Lead researcher Dr Frank de Vocht, from Bristol’s School of Social and Community Medicine, said: ‘We linked those scores to the number of drink-related hospital admissions in each of the areas from 2009 to the first quarter of 2015.

‘After allowing for influential factors such as deprivation and drink-fuelled crime, we found that the intensity of alcohol licensing policies was associated with a reduction in drink-related hospital admissions, with the largest effects seen in the areas with the most comprehensive policies.’

Drink-related hospital admissions fell by an average of 0.6 per cent every year in those local authorities with a medium score—twice as large as the fall in the average admission rate between 2009 and 2015 in those local authorities without an active alcohol policy.

In the local authorities classified as high, drink-related hospital admissions fell by two per cent every year, or around eight fewer drink-related admissions per 100,000 of the population in 2015, compared with what would have been expected in the absence of any active policy.

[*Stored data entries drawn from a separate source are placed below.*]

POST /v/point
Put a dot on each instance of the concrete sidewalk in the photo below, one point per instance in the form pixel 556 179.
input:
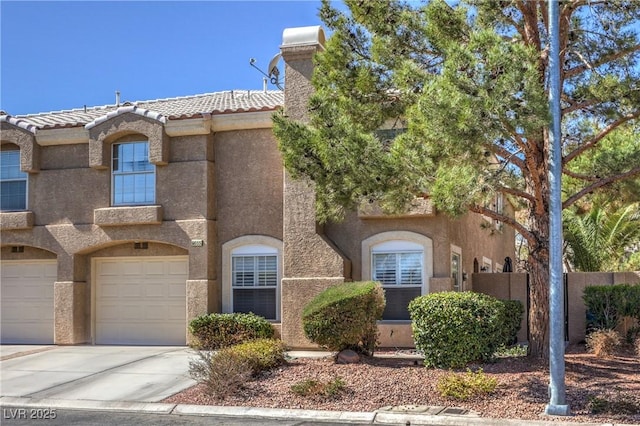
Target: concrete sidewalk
pixel 136 379
pixel 254 413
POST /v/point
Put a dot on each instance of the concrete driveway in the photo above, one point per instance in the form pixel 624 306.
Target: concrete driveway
pixel 98 373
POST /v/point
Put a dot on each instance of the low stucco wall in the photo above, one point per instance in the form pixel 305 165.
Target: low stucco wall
pixel 513 286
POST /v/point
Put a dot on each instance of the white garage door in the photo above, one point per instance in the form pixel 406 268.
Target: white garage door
pixel 141 300
pixel 26 291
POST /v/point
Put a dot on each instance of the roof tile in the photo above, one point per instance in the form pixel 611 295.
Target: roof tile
pixel 233 101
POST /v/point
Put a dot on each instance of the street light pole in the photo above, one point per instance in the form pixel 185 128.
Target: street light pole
pixel 557 405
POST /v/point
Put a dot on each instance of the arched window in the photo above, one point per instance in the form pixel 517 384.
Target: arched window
pixel 133 176
pixel 13 181
pixel 251 273
pixel 403 263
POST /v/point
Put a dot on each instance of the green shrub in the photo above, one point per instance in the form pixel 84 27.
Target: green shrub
pixel 452 329
pixel 463 386
pixel 259 354
pixel 511 351
pixel 344 317
pixel 514 309
pixel 607 305
pixel 603 343
pixel 215 331
pixel 317 389
pixel 221 375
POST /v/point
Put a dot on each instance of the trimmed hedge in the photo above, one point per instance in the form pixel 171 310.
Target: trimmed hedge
pixel 452 329
pixel 607 305
pixel 216 331
pixel 260 354
pixel 344 317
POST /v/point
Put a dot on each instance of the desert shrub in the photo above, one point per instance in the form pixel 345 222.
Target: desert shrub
pixel 607 305
pixel 463 386
pixel 452 329
pixel 260 354
pixel 317 389
pixel 215 331
pixel 511 351
pixel 514 309
pixel 344 317
pixel 221 375
pixel 603 343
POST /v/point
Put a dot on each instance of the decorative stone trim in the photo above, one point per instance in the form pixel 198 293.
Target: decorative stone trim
pixel 22 134
pixel 124 110
pixel 16 220
pixel 128 215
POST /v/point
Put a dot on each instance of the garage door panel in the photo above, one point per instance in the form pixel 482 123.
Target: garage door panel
pixel 26 293
pixel 143 303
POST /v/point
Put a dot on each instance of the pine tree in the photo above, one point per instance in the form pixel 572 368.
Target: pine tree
pixel 464 91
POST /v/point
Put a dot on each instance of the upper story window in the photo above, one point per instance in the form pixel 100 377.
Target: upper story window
pixel 13 182
pixel 133 176
pixel 399 267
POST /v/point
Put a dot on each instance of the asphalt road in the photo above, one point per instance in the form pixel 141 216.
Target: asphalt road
pixel 56 417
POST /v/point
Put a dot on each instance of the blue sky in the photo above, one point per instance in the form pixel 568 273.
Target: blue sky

Dr de Vocht added: ‘This was an observational study, so we can’t draw any firm conclusions about cause and effect. But it shows that local government areas in England with more intensive alcohol licensing policies are also the places where measurably larger reductions in alcohol-related admissions have taken place. This may be direct result of the policies themselves or it could be an indirect association, but in either case, it suggests a longer lasting population health benefit of local government initiatives to restrict alcohol licences.’

Further information

1. Research: Measurable effects of local alcohol licensing policies on population health in England   doi 10.1136/jech-2015-206040

2. Journal: Journal of Epidemiology & Community Health: http://jech.bmj.com/lookup/doi/10.1136/jech-2015-20640

3. Funding

This work was funded by the National Institute for Health Research School for Public Health Research (NIHR SPHR). NIHR SPHR is a partnership between the Universities of Sheffield, Bristol, Cambridge, Exeter, UCL; The London School for Hygiene and Tropical Medicine; the LiLaC collaboration between the Universities of Liverpool and Lancaster and Fuse; and The Centre for Translational Research in Public Health, a collaboration between Newcastle, Durham, Northumbria, Sunderland and Teesside Universities.